Son travail repose principalement sur deux piliers : l’écoute et l’intervention directe. Bien que ces compétences soient distinctes, elles s’entrelacent inévitablement dans l’exercice de ses fonctions. Savoir reconnaître et composer avec l’urgence est crucial, et Stéphane prend le temps de nous en parler.
LIRE ENTRE LES LIGNES

« Mon rôle, c’est d’agir vite », explique Stéphane. « Lorsqu’un appel arrive, il y a souvent une urgence qui nécessite l’envoi rapide d’une équipe. Mais avant cela, je dois comprendre ce qui se passe. » En tant que répartiteur d’urgence, il doit poser les bonnes questions à des personnes souvent confuses. « Parfois, les gens ne parlent pas directement de ce qui ne va pas.
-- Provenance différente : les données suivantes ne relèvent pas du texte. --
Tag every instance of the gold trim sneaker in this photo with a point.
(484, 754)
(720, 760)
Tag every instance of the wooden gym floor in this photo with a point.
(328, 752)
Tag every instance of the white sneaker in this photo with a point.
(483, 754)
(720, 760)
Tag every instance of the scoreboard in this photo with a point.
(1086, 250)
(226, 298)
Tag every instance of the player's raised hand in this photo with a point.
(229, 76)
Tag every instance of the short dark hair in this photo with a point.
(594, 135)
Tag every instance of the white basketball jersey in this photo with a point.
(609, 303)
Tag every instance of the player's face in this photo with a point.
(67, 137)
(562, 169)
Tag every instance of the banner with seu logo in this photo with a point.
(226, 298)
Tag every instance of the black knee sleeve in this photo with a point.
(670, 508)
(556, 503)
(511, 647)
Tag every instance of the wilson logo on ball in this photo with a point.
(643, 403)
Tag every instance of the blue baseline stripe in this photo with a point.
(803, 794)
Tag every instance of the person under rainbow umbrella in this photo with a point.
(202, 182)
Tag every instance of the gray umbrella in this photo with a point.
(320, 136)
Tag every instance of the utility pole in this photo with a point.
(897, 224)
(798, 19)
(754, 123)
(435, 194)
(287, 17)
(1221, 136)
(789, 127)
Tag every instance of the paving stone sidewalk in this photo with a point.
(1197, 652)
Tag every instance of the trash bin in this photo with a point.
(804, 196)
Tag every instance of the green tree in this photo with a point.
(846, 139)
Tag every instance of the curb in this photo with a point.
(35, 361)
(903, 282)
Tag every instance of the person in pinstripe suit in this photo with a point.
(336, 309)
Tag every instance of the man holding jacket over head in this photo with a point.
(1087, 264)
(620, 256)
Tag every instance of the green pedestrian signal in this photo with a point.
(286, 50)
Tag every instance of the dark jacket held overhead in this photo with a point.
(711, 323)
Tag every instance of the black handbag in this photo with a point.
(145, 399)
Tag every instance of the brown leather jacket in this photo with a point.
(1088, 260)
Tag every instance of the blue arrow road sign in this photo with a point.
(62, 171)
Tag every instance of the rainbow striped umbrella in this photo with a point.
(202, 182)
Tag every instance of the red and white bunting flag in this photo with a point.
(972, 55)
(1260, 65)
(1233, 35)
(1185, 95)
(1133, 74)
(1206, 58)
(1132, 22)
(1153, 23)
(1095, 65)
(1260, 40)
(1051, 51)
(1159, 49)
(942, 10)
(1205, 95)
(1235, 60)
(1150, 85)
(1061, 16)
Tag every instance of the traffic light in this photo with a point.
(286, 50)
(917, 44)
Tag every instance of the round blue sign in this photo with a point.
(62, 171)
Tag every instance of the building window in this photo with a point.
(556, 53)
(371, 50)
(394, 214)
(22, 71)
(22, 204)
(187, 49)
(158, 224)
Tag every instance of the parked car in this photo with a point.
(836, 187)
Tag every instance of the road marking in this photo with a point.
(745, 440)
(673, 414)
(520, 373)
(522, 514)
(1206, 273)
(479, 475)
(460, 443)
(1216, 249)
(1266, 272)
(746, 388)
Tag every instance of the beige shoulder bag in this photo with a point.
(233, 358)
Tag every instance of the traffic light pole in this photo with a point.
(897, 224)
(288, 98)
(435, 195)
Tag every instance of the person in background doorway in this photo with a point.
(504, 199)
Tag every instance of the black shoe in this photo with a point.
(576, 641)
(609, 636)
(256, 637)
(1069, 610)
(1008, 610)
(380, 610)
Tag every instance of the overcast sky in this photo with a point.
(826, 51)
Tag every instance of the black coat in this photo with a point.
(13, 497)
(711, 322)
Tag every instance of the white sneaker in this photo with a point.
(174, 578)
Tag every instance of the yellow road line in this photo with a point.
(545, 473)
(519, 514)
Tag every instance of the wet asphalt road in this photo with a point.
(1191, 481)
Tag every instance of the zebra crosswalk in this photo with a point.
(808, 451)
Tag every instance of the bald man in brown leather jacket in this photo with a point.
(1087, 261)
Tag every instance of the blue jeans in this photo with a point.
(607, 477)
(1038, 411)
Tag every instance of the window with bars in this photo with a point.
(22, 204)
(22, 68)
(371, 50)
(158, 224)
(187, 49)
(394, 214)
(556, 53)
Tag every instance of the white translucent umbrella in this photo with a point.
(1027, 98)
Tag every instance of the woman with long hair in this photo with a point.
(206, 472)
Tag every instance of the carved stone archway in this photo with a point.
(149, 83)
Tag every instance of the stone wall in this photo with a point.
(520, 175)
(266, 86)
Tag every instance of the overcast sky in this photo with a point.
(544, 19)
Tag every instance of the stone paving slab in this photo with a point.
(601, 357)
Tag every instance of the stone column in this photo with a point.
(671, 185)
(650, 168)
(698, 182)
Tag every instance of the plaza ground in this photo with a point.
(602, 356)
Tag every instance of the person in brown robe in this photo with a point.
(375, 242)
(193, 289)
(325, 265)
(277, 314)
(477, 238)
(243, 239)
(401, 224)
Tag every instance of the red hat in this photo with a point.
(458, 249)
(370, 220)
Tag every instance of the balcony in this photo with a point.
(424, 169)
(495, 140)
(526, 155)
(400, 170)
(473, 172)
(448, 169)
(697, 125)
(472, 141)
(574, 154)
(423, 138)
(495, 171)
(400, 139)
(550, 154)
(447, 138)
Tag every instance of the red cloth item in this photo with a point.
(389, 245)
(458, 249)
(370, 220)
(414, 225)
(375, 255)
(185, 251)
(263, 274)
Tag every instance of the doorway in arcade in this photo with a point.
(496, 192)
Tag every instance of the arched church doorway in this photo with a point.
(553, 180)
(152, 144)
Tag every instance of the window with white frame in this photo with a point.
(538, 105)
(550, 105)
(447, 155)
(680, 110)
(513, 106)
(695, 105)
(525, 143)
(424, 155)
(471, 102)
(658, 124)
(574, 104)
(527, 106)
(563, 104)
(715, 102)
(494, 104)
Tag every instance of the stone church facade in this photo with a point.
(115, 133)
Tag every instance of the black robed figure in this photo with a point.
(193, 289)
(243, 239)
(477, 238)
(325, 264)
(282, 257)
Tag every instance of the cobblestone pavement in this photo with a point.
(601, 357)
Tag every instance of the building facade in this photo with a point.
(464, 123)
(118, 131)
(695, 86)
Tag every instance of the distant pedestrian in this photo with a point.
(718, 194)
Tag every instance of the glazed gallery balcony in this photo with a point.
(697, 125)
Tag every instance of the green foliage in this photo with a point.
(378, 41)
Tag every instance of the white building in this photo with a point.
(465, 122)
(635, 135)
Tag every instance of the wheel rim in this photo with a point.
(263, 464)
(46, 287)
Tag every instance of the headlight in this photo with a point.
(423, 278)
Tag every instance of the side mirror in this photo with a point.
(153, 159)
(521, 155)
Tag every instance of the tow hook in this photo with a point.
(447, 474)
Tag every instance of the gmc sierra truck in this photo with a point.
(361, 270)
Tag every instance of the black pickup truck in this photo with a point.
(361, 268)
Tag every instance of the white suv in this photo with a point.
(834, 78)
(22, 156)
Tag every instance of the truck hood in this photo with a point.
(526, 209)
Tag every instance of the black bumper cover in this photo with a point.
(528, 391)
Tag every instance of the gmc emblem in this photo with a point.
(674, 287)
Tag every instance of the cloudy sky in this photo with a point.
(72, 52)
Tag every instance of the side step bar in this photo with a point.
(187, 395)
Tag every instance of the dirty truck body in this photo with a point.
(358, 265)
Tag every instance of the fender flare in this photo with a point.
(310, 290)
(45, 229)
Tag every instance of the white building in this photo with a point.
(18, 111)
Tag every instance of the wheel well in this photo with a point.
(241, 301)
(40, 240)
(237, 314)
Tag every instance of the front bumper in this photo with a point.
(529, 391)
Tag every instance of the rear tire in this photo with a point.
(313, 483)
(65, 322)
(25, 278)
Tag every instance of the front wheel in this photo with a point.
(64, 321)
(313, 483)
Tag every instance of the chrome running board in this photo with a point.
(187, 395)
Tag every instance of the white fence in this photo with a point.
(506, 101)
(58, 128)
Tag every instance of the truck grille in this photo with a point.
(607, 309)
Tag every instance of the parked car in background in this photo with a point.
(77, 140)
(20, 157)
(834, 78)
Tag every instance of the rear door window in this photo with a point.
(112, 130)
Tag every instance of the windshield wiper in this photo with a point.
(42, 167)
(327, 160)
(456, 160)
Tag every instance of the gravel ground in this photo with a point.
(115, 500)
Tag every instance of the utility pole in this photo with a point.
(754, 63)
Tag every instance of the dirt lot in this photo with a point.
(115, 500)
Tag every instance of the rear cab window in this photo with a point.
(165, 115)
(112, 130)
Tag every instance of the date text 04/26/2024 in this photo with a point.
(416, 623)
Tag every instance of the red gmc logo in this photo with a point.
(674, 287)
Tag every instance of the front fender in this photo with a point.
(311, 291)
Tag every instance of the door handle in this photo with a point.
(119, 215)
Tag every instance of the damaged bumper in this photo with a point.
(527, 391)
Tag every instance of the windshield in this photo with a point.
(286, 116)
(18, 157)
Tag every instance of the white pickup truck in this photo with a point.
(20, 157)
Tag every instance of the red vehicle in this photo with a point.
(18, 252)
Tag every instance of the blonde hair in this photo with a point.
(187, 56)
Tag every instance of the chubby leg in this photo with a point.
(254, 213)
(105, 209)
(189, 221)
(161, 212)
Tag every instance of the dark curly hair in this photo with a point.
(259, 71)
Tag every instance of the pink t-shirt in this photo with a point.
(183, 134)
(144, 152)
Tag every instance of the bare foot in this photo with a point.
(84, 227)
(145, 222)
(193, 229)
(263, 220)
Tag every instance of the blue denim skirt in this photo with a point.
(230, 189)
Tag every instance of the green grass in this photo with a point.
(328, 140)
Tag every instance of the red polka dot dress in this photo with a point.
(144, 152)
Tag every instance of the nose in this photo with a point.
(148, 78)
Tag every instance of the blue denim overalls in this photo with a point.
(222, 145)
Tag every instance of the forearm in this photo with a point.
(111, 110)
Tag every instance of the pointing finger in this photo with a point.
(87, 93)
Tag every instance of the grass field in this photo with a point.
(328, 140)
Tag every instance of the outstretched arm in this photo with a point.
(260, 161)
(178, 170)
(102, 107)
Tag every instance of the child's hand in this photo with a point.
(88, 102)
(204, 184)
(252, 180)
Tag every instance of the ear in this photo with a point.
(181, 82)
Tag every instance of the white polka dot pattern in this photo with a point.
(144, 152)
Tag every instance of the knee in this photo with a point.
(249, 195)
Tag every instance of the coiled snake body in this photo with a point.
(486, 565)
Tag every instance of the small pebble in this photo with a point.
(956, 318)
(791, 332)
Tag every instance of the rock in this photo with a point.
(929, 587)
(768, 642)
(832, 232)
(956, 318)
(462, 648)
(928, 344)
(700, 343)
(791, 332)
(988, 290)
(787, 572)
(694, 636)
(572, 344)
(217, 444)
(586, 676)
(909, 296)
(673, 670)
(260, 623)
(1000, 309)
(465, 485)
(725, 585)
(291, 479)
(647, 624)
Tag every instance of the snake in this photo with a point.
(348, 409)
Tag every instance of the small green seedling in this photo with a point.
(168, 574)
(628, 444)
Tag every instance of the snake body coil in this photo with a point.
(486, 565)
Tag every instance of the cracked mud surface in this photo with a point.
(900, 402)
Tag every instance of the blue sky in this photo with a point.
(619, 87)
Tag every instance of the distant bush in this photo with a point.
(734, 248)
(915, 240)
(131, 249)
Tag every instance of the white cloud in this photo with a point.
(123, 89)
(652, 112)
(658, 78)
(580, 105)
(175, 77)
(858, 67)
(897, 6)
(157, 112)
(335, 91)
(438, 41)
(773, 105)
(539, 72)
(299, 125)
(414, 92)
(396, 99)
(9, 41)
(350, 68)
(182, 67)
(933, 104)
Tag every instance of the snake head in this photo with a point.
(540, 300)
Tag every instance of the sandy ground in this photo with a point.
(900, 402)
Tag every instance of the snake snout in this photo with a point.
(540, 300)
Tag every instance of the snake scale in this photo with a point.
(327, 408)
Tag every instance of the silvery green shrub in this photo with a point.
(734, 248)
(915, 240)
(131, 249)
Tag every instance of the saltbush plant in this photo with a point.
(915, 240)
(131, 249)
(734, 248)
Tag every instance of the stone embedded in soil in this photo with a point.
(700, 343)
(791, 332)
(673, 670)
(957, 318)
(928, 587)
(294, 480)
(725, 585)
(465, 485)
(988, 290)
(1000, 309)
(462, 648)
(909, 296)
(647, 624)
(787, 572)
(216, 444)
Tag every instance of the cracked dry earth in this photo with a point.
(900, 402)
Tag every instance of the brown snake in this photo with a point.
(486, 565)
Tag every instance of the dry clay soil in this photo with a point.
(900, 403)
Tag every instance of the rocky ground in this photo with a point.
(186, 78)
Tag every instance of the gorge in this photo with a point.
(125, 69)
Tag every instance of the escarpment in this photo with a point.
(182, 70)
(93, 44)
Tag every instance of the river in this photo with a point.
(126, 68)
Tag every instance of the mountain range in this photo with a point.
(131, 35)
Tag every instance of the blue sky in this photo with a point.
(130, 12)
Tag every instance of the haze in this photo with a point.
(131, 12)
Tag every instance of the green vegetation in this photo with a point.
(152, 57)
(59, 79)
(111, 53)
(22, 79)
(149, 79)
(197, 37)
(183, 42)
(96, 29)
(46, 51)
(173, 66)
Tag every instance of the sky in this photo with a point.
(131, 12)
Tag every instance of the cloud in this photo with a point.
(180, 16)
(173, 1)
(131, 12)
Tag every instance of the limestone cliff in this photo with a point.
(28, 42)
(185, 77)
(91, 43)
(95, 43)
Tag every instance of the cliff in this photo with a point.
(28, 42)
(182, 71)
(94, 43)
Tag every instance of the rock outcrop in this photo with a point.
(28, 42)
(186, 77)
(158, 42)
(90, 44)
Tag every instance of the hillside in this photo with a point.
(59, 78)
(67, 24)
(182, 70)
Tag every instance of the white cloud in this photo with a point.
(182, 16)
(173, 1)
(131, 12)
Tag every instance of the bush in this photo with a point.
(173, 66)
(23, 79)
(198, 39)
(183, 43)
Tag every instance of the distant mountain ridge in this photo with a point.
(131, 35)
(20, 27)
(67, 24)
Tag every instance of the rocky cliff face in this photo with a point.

Il faut repérer les signes : une situation vague peut cacher une détresse grave. »
Bien sûr, il faut faire preuve de bienveillance, mais avec le volume d’appels que reçoit le 911, les répartiteur·trices n’ont souvent pas le luxe de tourner autour du pot. Si Julie, dans l’entretien précédent (Retrouver son cap), parlait d’amener la personne à se recentrer grâce à des techniques d’écoute active, Stéphane doit évaluer rapidement si une situation requiert une intervention urgente. « Ce n’est pas dans l’appel téléphonique qu’on va appliquer des techniques d’intervention plus subtiles. D’office, c’est d’envoyer les policiers. »
Il parle de ces « drapeaux rouges » qui surgissent parfois au fil d’une conversation, des indices qui peuvent révéler qu'une personne est en danger pour elle-même ou autrui. « Si je sens qu'il y a un risque immédiat, je n’hésite pas à poser des questions difficiles, comme "avez-vous des idées noires ?" ou "pensez-vous au suicide ?". »
CHAQUE SECONDE COMPTE
L’écoute est la première étape pour évaluer la situation. « On ne voit pas la personne, on ne la touche pas, mais on l’écoute », précise Stéphane. Il se remémore un appel où la personne semblait détachée, un peu perdue. En creusant, il a compris qu'elle se trouvait dans une voiture avec un tuyau relié à l'échappement. Dans ces moments critiques, l’écoute devient vitale pour maintenir la personne en ligne jusqu’à l’arrivée des secours. Puis, à l’autre bout du fil, Stéphane entend enfin les sirènes de la police… juste à temps.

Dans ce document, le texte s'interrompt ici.